Prima di rientrare in sala, a Davide fu chiesto di mostrare di nuovo il biglietto. Dopodiché si accomodò al suo posto.

Appena fu vicino a suo padre, quest'ultimo si chinò verso di lui.

«Tutto bene?» sussurrò apprensivo. «Sei stato fuori parecchio tempo».

Il ragazzo annuì. «Ho incontrato una mia compagna di corso che si è sentita poco bene. L'ho aiutata a riprendersi» mormorò poi.

L'uomo sussultò. 

«Cosa è accaduto?» chiese alzando di troppo la voce, ricevendo qualche occhiataccia dalle persone sedute nella fila davanti alla loro.

«Va tutto bene adesso. Ha avuto solo... un giramento di testa». Davide si morse la lingua, sentendosi improvvisamente in colpa per aver mentito al padre. Non l'aveva mai fatto prima d'ora.

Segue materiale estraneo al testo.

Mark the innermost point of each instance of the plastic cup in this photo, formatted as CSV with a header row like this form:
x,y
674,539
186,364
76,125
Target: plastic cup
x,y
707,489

Perché gli aveva nascosto la verità? Aveva forse paura della risposta che avrebbe ricevuto? Oppure, perché sapeva che avrebbe dovuto chiedere aiuto invece di improvvisarsi infermiere. Però, vedere Marianne in quelle condizioni, sapendo benissimo cosa stesse provando, l'aveva fatto agire d'impulso.

«Papà...». Il ragazzo lo richiamò verso di lui. «Mi sono offerto di riaccompagnare a casa questa ragazza. Abita a Trento e prendere il treno peggiorerebbe solo il suo malessere; perciò posso prendere la macchina?» domandò quasi tutto d'un fiato, nella speranza che l'uomo accettasse.

«La macchina? E, scusa, io come torno a casa dopo lo spettacolo?»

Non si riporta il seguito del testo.